Can you get too much solar power? Spend too much time on Pensacola Beach and you’ll think so, and have a red face to remind you. But, no, I am talking about photovoltaic power. In the case of grid tie, it has gotten to the point in some places that they are having to add battery storage systems to balance things out. The lack of battery saw the advent of the “duck curve” in utility power production. Look it up.
On your OWN independent power system, can you have too much? In phase two of the Solar Shed project, I had gobs of power on a sunny day, but not having enough battery and reaping only 10% of rated power on a cloudy day (we have them a week at a time in winter) made me wish for more power. Phase 3 gave me LOTS more power as the shed went from 32′ to 80′ of solar roof. Now, I am finding some interesting conditions to which I must adapt.
In addition to more power, now around 10kw rated, there is more battery storage and more on the way as I get to the detail work. The flooded lead-acid batteries are fine, now 3 days into a cloudy spell, though next year’s Phase 4 should keep them really topped.
What about sunny days?
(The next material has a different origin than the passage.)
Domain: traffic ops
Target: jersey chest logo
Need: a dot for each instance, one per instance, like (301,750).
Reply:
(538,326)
If the day starts out clear, I see what I saw on my solar boat expedition, the batteries start charging at the crack of dawn and ease into a full charge without any stress on the system. (When not on the boat I make a point of sleeping too late to see what my system is doing at dawn.) What happens, though, if the batteries are low and the day starts out cloudy and suddenly the clouds part to reveal full, noontime sun? OH CRAP! Think about that for a moment. 10kw at 48 volts amounts to 200 amps of charge current into my 635 amp battery. That comes to a C3 charge. Batteries love a C20 charge, or a rate of about 1/20th of the A/H rating of the battery. They are ok with C10, but they will use a little more water. But C3??? Bubble bubble, toil and trouble, to misquoteThe Bard. If you have sealed AGM batteries, they will soon die a horrible death at that rate.
My system has big knife switches I can pull to disable strings of panels in sunny weather, but that hardly seems a good way of doing things. You really want this to all be automatic. So far, the only issues I have had is when the batteries are topped and then the sun abruptly comes out. My inverter blinks the power off and back on! Why? Well, the charge controllers, which are set fairly close to the overvoltage trip on the SunKing 5548 inverter, take an instant to react to the increase solar power and the inverter trips. So, what to do?
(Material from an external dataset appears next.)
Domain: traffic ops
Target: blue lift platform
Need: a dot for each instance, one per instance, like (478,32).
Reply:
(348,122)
The inverter is very adjustable, but everything is working the way it is set up and it really isn’t it’s fault, so I will leave it alone. BTW, you can’t buy a SunKing 5548…I built it out of the ruins of my lightning-killed previous inverter and some driver hardware I found. (Note that the Sun Electronics kits include the lightning protector that I NOW use.) The next place to look would be the charge controllers. I have 4 and three different models. I don’t recommend having a bunch of mismatched hardware, but I ended up with leftovers from evaluating hardware for my Solar Yacht project. As I noted in a previous blog, each has a different personality and each is adjustable. The two least active, get satisfied early in the day and shut down. They are not a problem. The twins are very active and are where the trouble originates. I dug through my literature stack and found the manual and went through the setups, dropping the maximum on one and dropping it some more on the other. I’ll know if this did the trick sometime in May, when the sun comes out again. I will just tweak them until the maximum charge current is at a rational level under full sun.
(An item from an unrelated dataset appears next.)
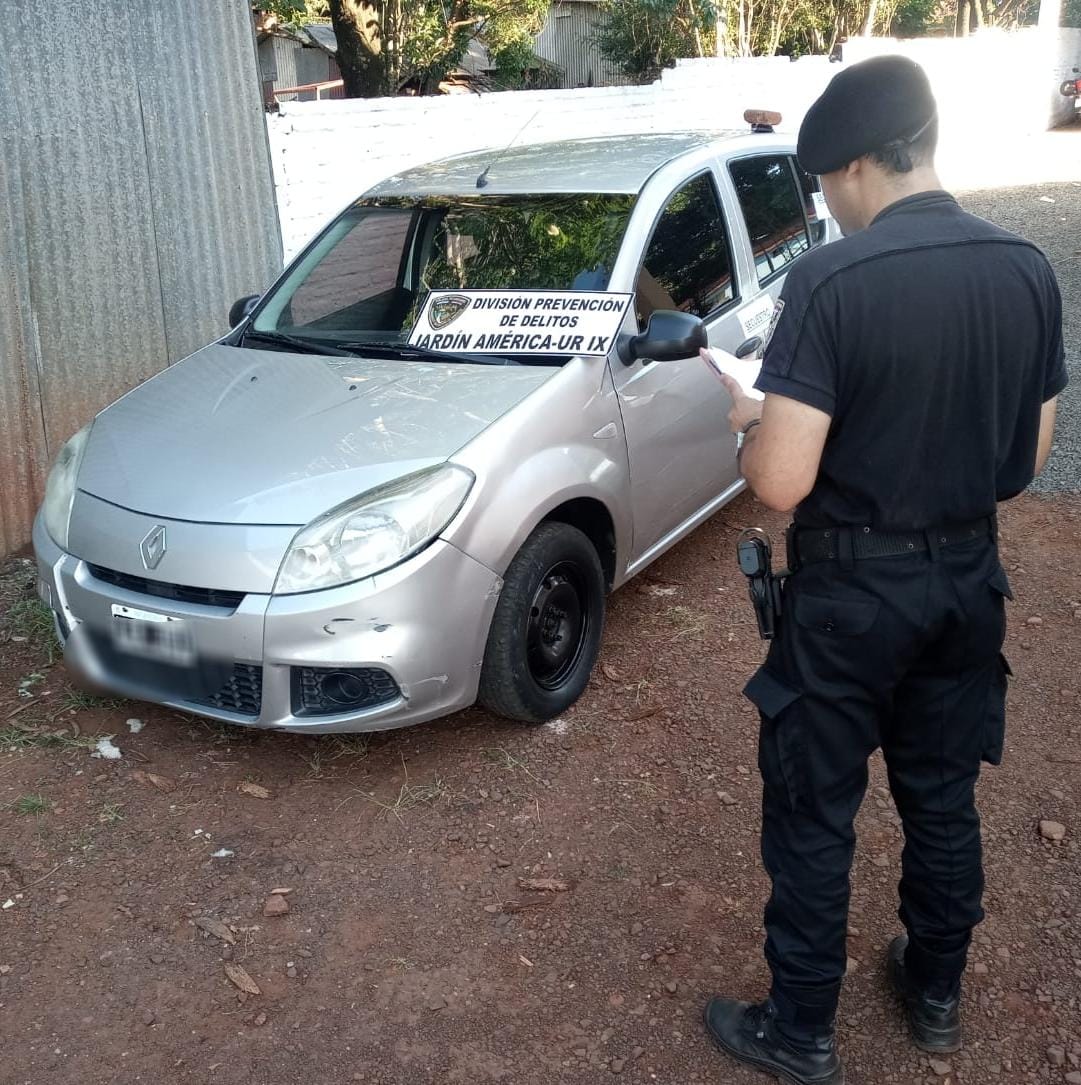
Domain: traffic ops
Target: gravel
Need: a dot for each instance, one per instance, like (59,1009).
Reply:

Are there other remedies? Glad you asked! Yes, there is a gadget called a Diversion Load Controller. I think these were first used with wind generators because you can’t just disconnect a windgen in a stiff breeze or it might fly apart. It used to be that the cost of solar guaranteed that no one would have too much solar power, but that has changed. You can use the DLC to dump power into a giant resistor, but that is wasteful. A better plan is to find a 12, 24 or 48 volt water heater element, as appropriate, and dump the excess power into your water heater. It just screws in. Everybody likes a free hot shower, right? That won’t do in my situation because, first of all, the Solar Shed is 200′ from my house and, second, my water heater is wood-fired.
The way I will use the DLC, if needed, is to pull in a relay that disconnects some of the PV strings.So, can you have too much solar power? I’ll let you know next year when Phase 4 brings another 5KW online, because, so far, I am reveling in what I have and adding more loads.